Configuration Check Before Training

Overview

This tool is used to compare the configurations that may affect training precision in the two environments, including:

  • Environment variables
  • Third-party library versions
  • Training hyperparameters
  • Weights
  • Datasets
  • Random operations

Tool Usage Process

  1. Prepare two training servers.

  2. Install msProbe.

  3. Collect data on the two servers.

    You can select the static or dynamic collection mode.

    • Static data collection: Start collection using the CLI. Only environment variables, third-party library versions, and training hyperparameters can be collected.
    • Dynamic data collection: Add an API to the training script to start collection.
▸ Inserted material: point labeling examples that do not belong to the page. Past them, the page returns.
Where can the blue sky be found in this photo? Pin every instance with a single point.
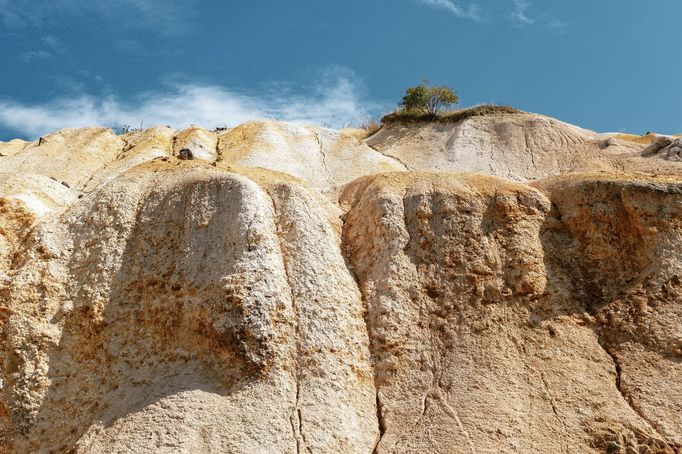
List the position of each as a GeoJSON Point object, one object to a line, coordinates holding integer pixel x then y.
{"type": "Point", "coordinates": [608, 65]}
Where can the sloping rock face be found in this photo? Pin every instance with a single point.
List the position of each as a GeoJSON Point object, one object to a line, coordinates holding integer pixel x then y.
{"type": "Point", "coordinates": [519, 147]}
{"type": "Point", "coordinates": [160, 292]}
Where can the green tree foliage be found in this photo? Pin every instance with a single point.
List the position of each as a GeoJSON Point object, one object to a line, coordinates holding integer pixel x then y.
{"type": "Point", "coordinates": [428, 99]}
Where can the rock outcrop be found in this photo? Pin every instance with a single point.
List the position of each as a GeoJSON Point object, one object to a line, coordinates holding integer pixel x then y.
{"type": "Point", "coordinates": [274, 288]}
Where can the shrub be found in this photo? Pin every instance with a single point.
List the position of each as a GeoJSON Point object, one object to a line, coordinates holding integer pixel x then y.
{"type": "Point", "coordinates": [370, 126]}
{"type": "Point", "coordinates": [427, 99]}
{"type": "Point", "coordinates": [411, 116]}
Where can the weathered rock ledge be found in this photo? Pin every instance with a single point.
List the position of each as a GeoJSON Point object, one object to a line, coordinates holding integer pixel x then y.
{"type": "Point", "coordinates": [155, 304]}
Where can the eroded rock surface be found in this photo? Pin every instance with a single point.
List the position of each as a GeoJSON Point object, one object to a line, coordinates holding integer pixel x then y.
{"type": "Point", "coordinates": [155, 303]}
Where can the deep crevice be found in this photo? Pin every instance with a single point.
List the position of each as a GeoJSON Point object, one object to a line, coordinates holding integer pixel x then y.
{"type": "Point", "coordinates": [627, 398]}
{"type": "Point", "coordinates": [324, 158]}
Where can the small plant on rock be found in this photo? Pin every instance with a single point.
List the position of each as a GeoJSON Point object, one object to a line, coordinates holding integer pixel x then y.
{"type": "Point", "coordinates": [427, 99]}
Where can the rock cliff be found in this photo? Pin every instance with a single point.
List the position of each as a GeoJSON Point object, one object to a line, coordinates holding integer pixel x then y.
{"type": "Point", "coordinates": [278, 288]}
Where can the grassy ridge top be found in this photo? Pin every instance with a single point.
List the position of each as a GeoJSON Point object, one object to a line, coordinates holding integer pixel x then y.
{"type": "Point", "coordinates": [452, 116]}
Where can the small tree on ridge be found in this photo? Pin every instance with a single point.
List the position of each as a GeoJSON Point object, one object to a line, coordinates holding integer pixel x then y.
{"type": "Point", "coordinates": [428, 99]}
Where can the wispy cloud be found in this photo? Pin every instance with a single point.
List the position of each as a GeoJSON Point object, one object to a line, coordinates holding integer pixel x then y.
{"type": "Point", "coordinates": [32, 55]}
{"type": "Point", "coordinates": [162, 16]}
{"type": "Point", "coordinates": [336, 100]}
{"type": "Point", "coordinates": [519, 15]}
{"type": "Point", "coordinates": [471, 11]}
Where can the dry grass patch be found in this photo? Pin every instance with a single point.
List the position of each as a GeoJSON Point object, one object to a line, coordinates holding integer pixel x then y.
{"type": "Point", "coordinates": [452, 116]}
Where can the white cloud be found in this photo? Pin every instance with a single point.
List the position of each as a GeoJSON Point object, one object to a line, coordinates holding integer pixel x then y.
{"type": "Point", "coordinates": [335, 101]}
{"type": "Point", "coordinates": [31, 55]}
{"type": "Point", "coordinates": [519, 14]}
{"type": "Point", "coordinates": [470, 12]}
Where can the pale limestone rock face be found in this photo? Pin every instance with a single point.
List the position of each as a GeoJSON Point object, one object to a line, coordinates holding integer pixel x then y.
{"type": "Point", "coordinates": [482, 333]}
{"type": "Point", "coordinates": [325, 158]}
{"type": "Point", "coordinates": [518, 147]}
{"type": "Point", "coordinates": [156, 304]}
{"type": "Point", "coordinates": [181, 300]}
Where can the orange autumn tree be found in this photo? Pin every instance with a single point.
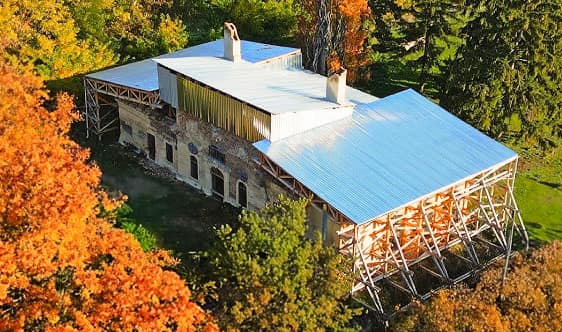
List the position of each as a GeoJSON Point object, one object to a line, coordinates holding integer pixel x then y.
{"type": "Point", "coordinates": [340, 28]}
{"type": "Point", "coordinates": [62, 267]}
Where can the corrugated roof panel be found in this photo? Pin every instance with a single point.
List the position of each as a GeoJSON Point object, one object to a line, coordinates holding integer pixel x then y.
{"type": "Point", "coordinates": [389, 153]}
{"type": "Point", "coordinates": [274, 91]}
{"type": "Point", "coordinates": [142, 75]}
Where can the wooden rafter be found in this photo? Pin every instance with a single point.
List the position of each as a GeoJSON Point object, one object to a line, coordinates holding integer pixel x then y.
{"type": "Point", "coordinates": [406, 237]}
{"type": "Point", "coordinates": [99, 119]}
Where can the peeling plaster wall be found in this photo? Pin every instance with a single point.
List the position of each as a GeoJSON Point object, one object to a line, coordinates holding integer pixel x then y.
{"type": "Point", "coordinates": [239, 163]}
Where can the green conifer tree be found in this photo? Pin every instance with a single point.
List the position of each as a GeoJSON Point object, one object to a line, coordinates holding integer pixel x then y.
{"type": "Point", "coordinates": [508, 76]}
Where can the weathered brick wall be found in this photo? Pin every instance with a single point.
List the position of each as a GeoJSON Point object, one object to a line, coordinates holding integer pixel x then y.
{"type": "Point", "coordinates": [240, 158]}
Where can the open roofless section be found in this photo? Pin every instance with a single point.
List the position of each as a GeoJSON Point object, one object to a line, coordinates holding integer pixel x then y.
{"type": "Point", "coordinates": [416, 198]}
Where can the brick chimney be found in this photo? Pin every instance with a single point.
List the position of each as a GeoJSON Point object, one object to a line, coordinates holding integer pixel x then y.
{"type": "Point", "coordinates": [232, 50]}
{"type": "Point", "coordinates": [336, 86]}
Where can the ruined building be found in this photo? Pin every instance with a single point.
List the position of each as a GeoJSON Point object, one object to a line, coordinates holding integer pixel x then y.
{"type": "Point", "coordinates": [414, 195]}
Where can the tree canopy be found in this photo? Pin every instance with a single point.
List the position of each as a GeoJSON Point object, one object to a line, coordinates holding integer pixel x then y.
{"type": "Point", "coordinates": [507, 78]}
{"type": "Point", "coordinates": [530, 299]}
{"type": "Point", "coordinates": [271, 277]}
{"type": "Point", "coordinates": [61, 264]}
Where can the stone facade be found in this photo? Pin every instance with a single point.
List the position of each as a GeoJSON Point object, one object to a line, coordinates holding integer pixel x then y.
{"type": "Point", "coordinates": [191, 138]}
{"type": "Point", "coordinates": [187, 138]}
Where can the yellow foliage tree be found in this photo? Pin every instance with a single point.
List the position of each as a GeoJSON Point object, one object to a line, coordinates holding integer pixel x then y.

Environment variables, third-party library versions, training hyperparameters, weights, datasets, and random operations can be collected.
  4. Compare data.

  5. Analyze the result.

    Check whether attributes in the comparison result pass the check based on the [Result File Description](#Result File Description).

Preparations

Environment Setup

Install msProbe by referring to msProbe Installation Guide.

Constraints

The PyTorch and MindSpore frameworks are supported.

Data Collection

Static Data Collection

Description

Use the CLI to collect data. Only environment variables, third-party library versions, and training hyperparameters can be collected.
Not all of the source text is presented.